Esma's Secret

To be shown: 28 April 2008

Aus/Ger/Bos-Herz/Croatia/Neth 2006.
Director: Jasmila Zbanic.
Starring: Mirjana Karanovic, Luna Mijovic, Leon Lucev.
Certificate 15. 95 minutes.

Synopsis

Winner of the prestigious Golden Bear at the 2006 Berlin Film Festival, Jasmila Zbanic's directorial feature film debut is a powerful drama which focuses on the Balkan War's painful aftermath as experienced by a Bosnian woman, Esma, and her 12 year-old daughter Sara.
The film is set in Grbavica, a poor northern neighbourhood of the Bosnian capital Sarajevo, where life is still being reconstructed after the war. Esma, a single mother, takes a job as a cocktail waitress in a night-club, being unable to make ends meet with the meagre government aid she receives. Working all night is difficult for her and also forces her to spend less time with her daughter. Haunted by violent events in her past, Esma also attends group therapy sessions in an attempt to exorcise her past. Her daughter Sara is a vivacious football mad tomboy, who develops a close friendship with classmate Samir. They are drawn together having both lost their fathers in the war - or so Sara was told by her mother. However, Sara questions this information when a school trip arises for which she can receive a discount by producing a certificate proving her father died a "shaheed" - a war martyr, and yet her mother seems unable to produce such a certificate. She becomes violently upset when classmates tease her for not being on the list of martyrs' children, and when she discovers that her mother has paid full price for the school trip a painful confrontation occurs.
Filmed in Sarajevo, the film burns the whole frightening war in former Yugoslavia into your head, and this without resorting to violent scenes. It is a film about the accomplishment of the war, the state of the country now, and the relationship between a mother and daughter. A moving and perceptive drama benefitting from outstanding performances from the 2 female leads.
Zbanic has said that her film is about "love, but a love that is not pure because it has been mixed with hate, disgust, trauma and despair". At times delicate, other times extremely powerful, this is an assured first feature from a promising talent.

Notes

Like many other productions in Bosnia, Esma's Secret was a small budget film.

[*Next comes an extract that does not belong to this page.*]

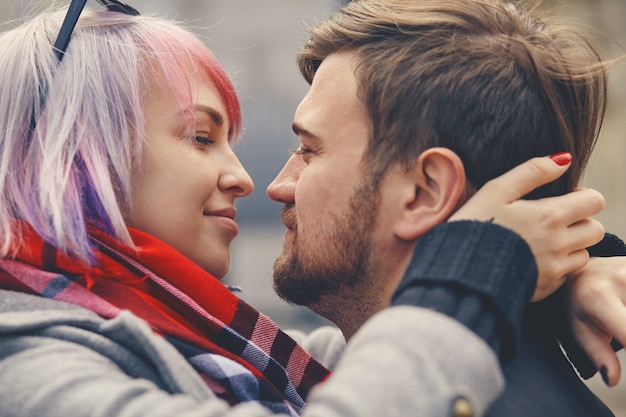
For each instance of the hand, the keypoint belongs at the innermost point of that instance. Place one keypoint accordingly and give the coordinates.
(557, 229)
(597, 297)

Luna Mijovic (Sara) broke her leg when shooting the football scene!

This film won 3 awards at the 2006 Berlin International Film Festival, and the Grand Jury Prize at 2006 Sundance Film Festival.

Mirjana Karanovic gave an equally powerful and restrained performance in Kusturica's "Life Is A Miracle".

Jasmila Zbanic is a Bosnian writer-director. She lived just across from Grbavica during the war.

Grbavica was the centre of various brutal acts of ‘ethnic cleansing' visited on local non-Serbs and Muslims during the disastrous siege of the early '90s. The area was held under siege by the Serbo-Montenegram Army and transformed into a special war camp where the population was tortured.

Esma's Secret was Bosnia/Herzegovina's official entry at the 2007 Academy Awards, winning an Oscar.

Sara's friend Samir inherited a gun from his father, who was a shaheed. The gun plays an important role in the film's third act, which revolves around Esma's secret.

Grbavica reminds us that a war keeps affecting people's lives long after the guns have been put down, and even then guns can resurface in various forms.

Sarajevo has an annual Film Festival famous for being instigated, towards the end of the bloody siege in 1994, as a wonderful, cultural act of defiance. Thirteen years on, you're left in no doubt that you're in a city where movies really matter. Even more than London's, this is a people's film festival. With a population of about 300,000 or so, the six-figure attendance for the nine-day-long festivities of the once-besieged capital of Bosnia and Herzegovina – the biggest such festival in south-east Europe – seems all the more extraordinary.